Stephen Roach: The case against Bernanke
by ilene - August 26th, 2009 10:38 am
Stephen Roach: The case against Bernanke
Courtesy of Edward Harrison at Credit Writedowns
While most economists have come out in favor of Barack Obama’s decision to re-appoint Ben Bernanke as Chairman of the Federal Reserve Board, Stephen Roach has penned an Op-Ed in today’s Financial Times which highlights the case against Bernanke. It is must reading.
Roach has three main points.
- Before the Lehman bankruptcy, Bernanke was an adherent of the Greenspan-professed doctrine to “clean up after bubbles.” This is what others have called “The Greenspan Put,” otherwise known as an asymmetric monetary policy response – what I would term “lax during the bubble, and loose after it.” Clearly, this doctrine was responsible for much of the carnage.
- Bernanke was also a proponent of the “Asian Savings Glut” theory which puts much of the blame for global imbalances at Asia’s doorstep and exonerates over-consumption by American citizens for a credit crisis which began in America. I have called this the Blame Asia meme. While there may be excess savings, it is disingenuous to blame Asia for problems created in the United States.
- Bernanke, like Greenspan, is an ultra-free market Libertarian who believes markets always are better informed than regulators. This takes libertarian views to an extreme which I have dubbed “Deregulation as Crony Capitalism.” I see a more nuanced belief in free markets as more appropriate.

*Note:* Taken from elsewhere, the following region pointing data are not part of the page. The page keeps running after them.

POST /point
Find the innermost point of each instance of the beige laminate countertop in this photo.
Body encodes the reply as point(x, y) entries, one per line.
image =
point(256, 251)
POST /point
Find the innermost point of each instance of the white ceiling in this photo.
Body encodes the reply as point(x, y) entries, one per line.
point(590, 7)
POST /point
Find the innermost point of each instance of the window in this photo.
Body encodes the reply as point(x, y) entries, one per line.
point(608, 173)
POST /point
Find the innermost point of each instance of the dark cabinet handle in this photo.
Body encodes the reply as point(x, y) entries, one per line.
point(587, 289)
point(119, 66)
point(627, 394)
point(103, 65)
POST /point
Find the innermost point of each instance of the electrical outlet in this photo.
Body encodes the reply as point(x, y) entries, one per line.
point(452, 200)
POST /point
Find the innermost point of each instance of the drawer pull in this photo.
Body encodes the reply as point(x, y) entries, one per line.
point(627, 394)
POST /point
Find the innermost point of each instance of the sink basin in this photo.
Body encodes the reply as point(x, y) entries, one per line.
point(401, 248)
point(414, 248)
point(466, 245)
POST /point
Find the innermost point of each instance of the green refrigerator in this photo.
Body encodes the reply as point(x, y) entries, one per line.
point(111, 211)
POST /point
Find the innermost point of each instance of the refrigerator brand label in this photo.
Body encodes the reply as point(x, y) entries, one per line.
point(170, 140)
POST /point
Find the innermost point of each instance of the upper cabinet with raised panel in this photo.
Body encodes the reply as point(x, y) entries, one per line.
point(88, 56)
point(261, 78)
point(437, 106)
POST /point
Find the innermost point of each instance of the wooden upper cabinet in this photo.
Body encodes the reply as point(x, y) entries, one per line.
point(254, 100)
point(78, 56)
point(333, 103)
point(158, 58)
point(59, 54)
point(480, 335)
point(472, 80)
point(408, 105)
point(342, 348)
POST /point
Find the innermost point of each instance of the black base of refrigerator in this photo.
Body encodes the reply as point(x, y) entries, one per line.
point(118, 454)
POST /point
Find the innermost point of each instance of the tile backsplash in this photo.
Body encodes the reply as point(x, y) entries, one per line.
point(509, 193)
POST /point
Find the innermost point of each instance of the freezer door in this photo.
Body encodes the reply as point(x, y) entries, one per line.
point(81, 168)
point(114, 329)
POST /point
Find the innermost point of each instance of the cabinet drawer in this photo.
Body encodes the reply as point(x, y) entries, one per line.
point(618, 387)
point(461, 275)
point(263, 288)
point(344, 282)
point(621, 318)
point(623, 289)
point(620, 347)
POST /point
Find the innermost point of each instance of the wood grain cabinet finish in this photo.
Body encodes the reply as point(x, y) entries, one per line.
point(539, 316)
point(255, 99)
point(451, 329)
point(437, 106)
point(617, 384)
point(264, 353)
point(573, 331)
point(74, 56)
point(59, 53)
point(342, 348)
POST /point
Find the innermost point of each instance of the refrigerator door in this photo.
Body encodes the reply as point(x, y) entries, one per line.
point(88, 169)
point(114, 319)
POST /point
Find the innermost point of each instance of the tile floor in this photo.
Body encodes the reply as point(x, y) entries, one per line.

But Roach goes on to opine that Obama, with his early decision to re-appoint Bernanke, is signalling he believes the credit crisis has ended, a calculation that Roach believes may be hasty.
Notwithstanding these mistakes, Mr Obama may be premature in giving Mr Bernanke credit for the great cure. No one knows for certain as to whether the Fed’s strategy will ultimately be successful. The worst of the US recession appears to have been arrested for now – a fairly typical, but temporary, outgrowth of the time-honored inventory cycle. But the sustainability of any post-bubble recovery is always dubious. Just ask Japan 20 years after the bursting of its bubbles.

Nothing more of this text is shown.